Andere interessante Kandidaten sind
Respiratory-Syncytial-Virus (RSV) und
Human parainfluenza viruses (HPIV), jeweils typische "Kinderkrankheiten" mit grippeähnlichen Symptomen, die bei Säuglingen problematisch (früher Kindstod, Pseudo-Krupp, Asthma etc.) ablaufen können, im Erwachsenenalter jedoch meist unter "Erkältung" rangieren. Jedoch gibt es Schätzungen, dass etwa ein Viertel aller "Grippetoten" nicht auf Influenza-Viren, sondern auf RSV zurückgeht. Forschungen in den USA zeigten bei über 90% aller Zweijährigen Antikörper gegen RSV, und bei 50% aller Säuglinge und fast allen Sechsjährigen Antikörper gegen
HPIV Typ 3. Beide Erreger sind auch die häufigsten Ursachen späterer "Erkältungen".
Für RSV und HPIV Typ 3 ist Übertragung vom Menschen auf Affen nachgewiesen, der Mensch gilt als Primärwirt. Interessanterweise wurde RSV zuerst bei Schimpansen festgestellt, bei denen es in den 1950er-Jahren ganze Horden ausrottete (sog. Chimpanzee Coryza Agent / CCA). Berücksichtigt man weiterhin, dass ausserafrikanische Affen z.T. hohe Immunisierung aufweisen (z.B. knapp 50% HPIV Typ 3-Immunisierung bei wilden indonesischen Makaken, vgl. folgenden Link), scheint eine Virus-Entwicklung
außerhalb Afrikas wahrscheinlich. Somit ist ein Szenario, in dem nicht-immunisierte Neandertaler auf bereits in Süd(-ost)-Asien immunisierte HSS bzw. Denisova-Menschen trafen, und diese Begegnung mehrheitlich nicht überlebten, durchaus denkbar.

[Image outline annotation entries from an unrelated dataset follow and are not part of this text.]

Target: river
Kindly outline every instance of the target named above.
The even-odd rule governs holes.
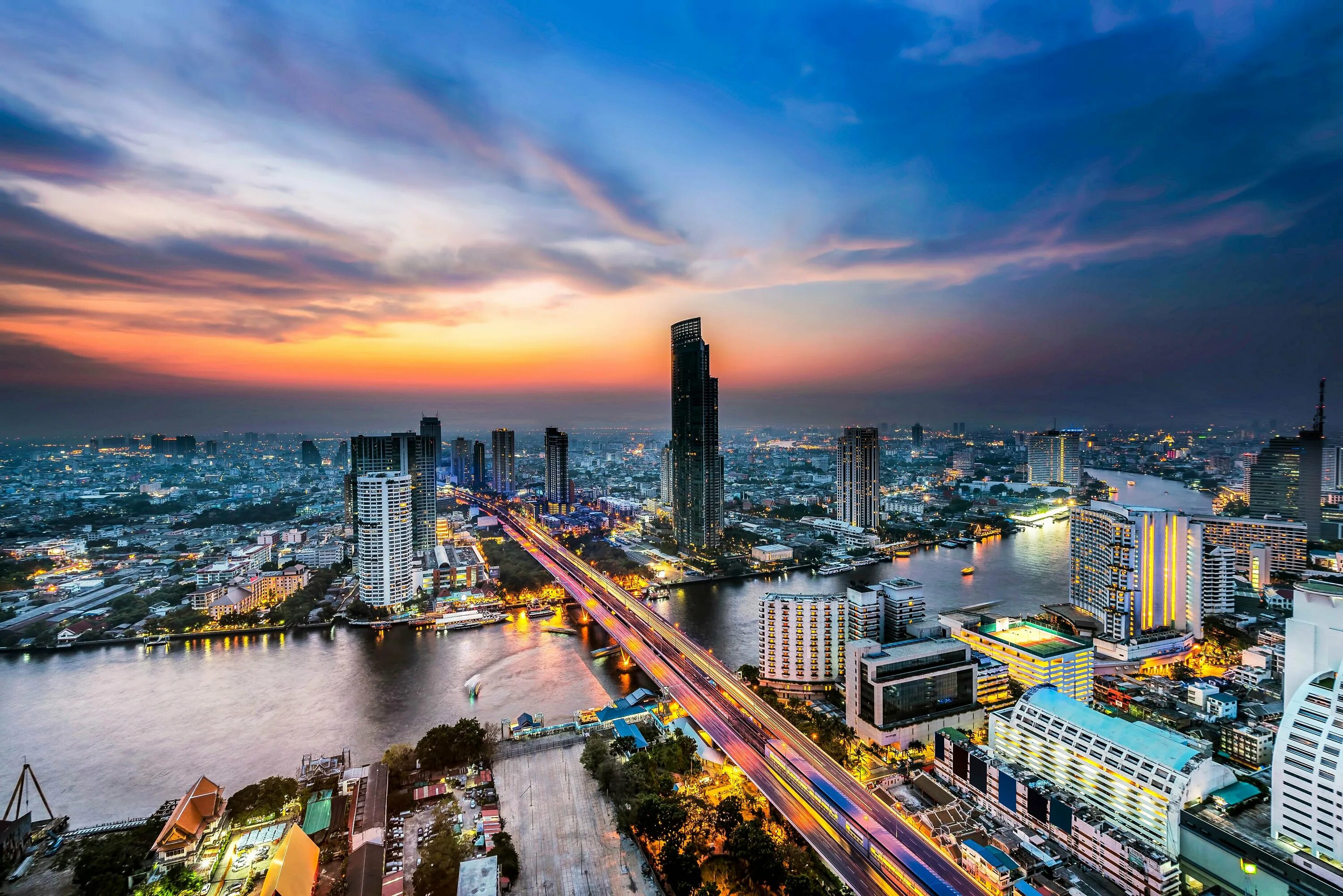
[[[1088,470],[1119,501],[1206,510],[1206,494],[1155,477]],[[1138,485],[1127,486],[1133,480]],[[972,576],[960,568],[975,566]],[[1050,521],[974,548],[920,551],[854,572],[696,584],[654,606],[729,668],[756,662],[757,599],[767,591],[842,592],[849,580],[894,575],[924,583],[929,615],[998,600],[1034,613],[1068,599],[1068,523]],[[536,623],[445,634],[265,634],[157,647],[94,647],[0,656],[0,786],[32,763],[47,798],[74,825],[152,811],[207,775],[228,791],[291,775],[305,752],[351,747],[356,762],[435,724],[521,712],[547,721],[647,684],[591,650],[608,643],[540,631]],[[479,696],[463,682],[479,674]]]

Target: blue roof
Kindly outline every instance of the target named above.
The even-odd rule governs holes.
[[[968,846],[974,852],[979,853],[979,857],[986,862],[997,868],[998,870],[1017,870],[1021,868],[1011,856],[998,849],[997,846],[984,846],[983,844],[975,842],[974,840],[960,841],[962,846]]]
[[[643,739],[643,732],[641,732],[638,728],[631,725],[624,719],[616,719],[612,727],[615,728],[616,737],[631,737],[634,740],[635,750],[647,748],[649,742]]]
[[[1022,701],[1175,771],[1182,770],[1190,759],[1202,752],[1172,731],[1150,725],[1146,721],[1124,721],[1115,716],[1107,716],[1084,703],[1058,693],[1052,686],[1035,688],[1033,693],[1022,697]]]

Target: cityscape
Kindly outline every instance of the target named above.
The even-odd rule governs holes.
[[[0,17],[0,896],[1343,896],[1340,35]]]

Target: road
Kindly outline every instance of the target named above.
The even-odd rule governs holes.
[[[916,861],[963,896],[986,891],[921,833],[896,815],[866,787],[802,735],[713,654],[694,643],[676,626],[565,549],[543,528],[512,514],[505,506],[474,496],[473,501],[498,517],[501,525],[555,576],[654,681],[709,733],[741,767],[747,778],[779,809],[822,856],[830,868],[858,893],[928,892],[913,879],[901,885],[877,873],[874,865],[853,848],[808,805],[800,802],[770,771],[766,743],[779,739],[796,750],[837,790],[885,827]]]

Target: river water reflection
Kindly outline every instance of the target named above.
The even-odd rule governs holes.
[[[1128,504],[1206,510],[1207,496],[1155,477],[1091,472]],[[1125,481],[1133,480],[1135,486]],[[975,566],[972,576],[960,568]],[[998,600],[1034,613],[1068,599],[1068,523],[1050,521],[964,549],[936,548],[837,576],[792,575],[681,588],[654,606],[729,668],[756,662],[766,591],[839,592],[849,580],[924,583],[928,613]],[[197,641],[146,653],[105,647],[0,656],[0,775],[34,764],[52,806],[75,825],[146,814],[197,775],[236,790],[293,774],[305,752],[351,747],[368,762],[395,742],[463,715],[521,712],[548,721],[647,684],[608,643],[540,631],[528,621],[446,634],[336,629]],[[463,682],[479,674],[479,696]]]

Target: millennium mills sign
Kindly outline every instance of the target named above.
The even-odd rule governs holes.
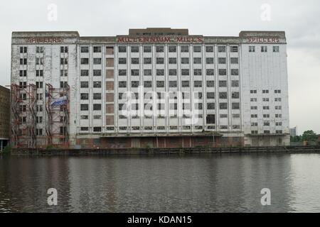
[[[117,36],[117,43],[202,43],[202,36],[182,35],[182,36]]]

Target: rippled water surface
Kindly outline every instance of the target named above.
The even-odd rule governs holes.
[[[0,212],[22,211],[320,212],[320,155],[0,159]]]

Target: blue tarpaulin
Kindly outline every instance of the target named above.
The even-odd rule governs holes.
[[[62,96],[57,99],[53,99],[50,105],[52,107],[56,107],[61,105],[65,105],[68,103],[68,99],[67,96]]]

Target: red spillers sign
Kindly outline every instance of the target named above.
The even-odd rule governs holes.
[[[28,43],[60,43],[63,41],[62,38],[28,38]]]
[[[248,37],[247,38],[248,43],[280,43],[280,39],[277,37]]]
[[[203,43],[202,36],[118,36],[117,43]]]

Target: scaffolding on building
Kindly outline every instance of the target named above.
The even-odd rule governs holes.
[[[46,84],[46,133],[47,146],[56,148],[69,147],[70,87],[60,88]]]
[[[11,131],[13,148],[36,148],[36,92],[35,84],[11,84]]]

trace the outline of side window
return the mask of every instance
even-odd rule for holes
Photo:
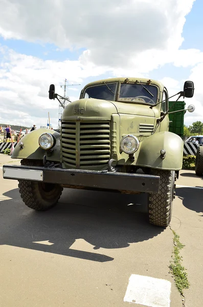
[[[163,98],[162,100],[163,102],[162,102],[162,111],[163,112],[165,113],[168,111],[168,94],[166,91],[164,90],[163,93]]]

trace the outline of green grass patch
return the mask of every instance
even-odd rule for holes
[[[183,158],[183,169],[194,169],[195,167],[195,156],[184,156]]]
[[[180,250],[185,245],[181,243],[179,235],[174,230],[171,230],[174,235],[174,249],[171,256],[172,260],[170,261],[169,268],[174,276],[175,286],[180,293],[183,295],[184,289],[188,289],[190,287],[186,269],[182,265],[183,257],[179,254]]]

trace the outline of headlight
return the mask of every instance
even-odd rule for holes
[[[43,149],[50,149],[56,144],[56,139],[51,133],[43,133],[39,138],[39,145]]]
[[[139,141],[134,136],[126,136],[121,141],[122,150],[128,155],[134,154],[139,148]]]

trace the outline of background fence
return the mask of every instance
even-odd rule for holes
[[[14,145],[15,147],[17,145],[17,142],[14,142],[13,145]],[[11,148],[11,142],[7,142],[7,143],[0,143],[0,152],[3,152],[5,149],[7,149],[7,148],[9,148],[10,149]]]
[[[16,146],[17,142],[13,143],[14,147]],[[5,149],[11,148],[11,142],[0,143],[0,152],[3,152]],[[184,146],[183,149],[184,155],[191,155],[192,156],[196,156],[198,144],[194,144],[193,143],[189,143],[184,142]]]

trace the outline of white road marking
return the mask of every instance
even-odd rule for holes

Identification of Simian Agent 10 as Human Parainfluenza Virus Type 3 Suggests Transmission of a Human Virus to an African Monkey
Hier ist im Übrigen erwähnenswert, dass das Risiko schwererer RSV-Erkrankungen scheinbar einerseits genetisch bedingt ist, zum anderen aber auch deutlich ansteigt, wenn die Erstinfektion nicht in den ersten sechs Lebensmonaten erfolgt. [
Letzteres ist ein wesentlicher Punkt der medizinischen Kritik an Frühimpfungen. Insbesondere Polio-, aber möglicherweise auch Mumps- und Masernimpfungen (beide Erreger mit RSV verwandt) könnten die letztendlich unvermeidliche RSV-Erstinfektion verzögern, und damit das Risiko eines komplikationsbehafteten, möglicherweise tödlichen Verlaufs erhöhen.]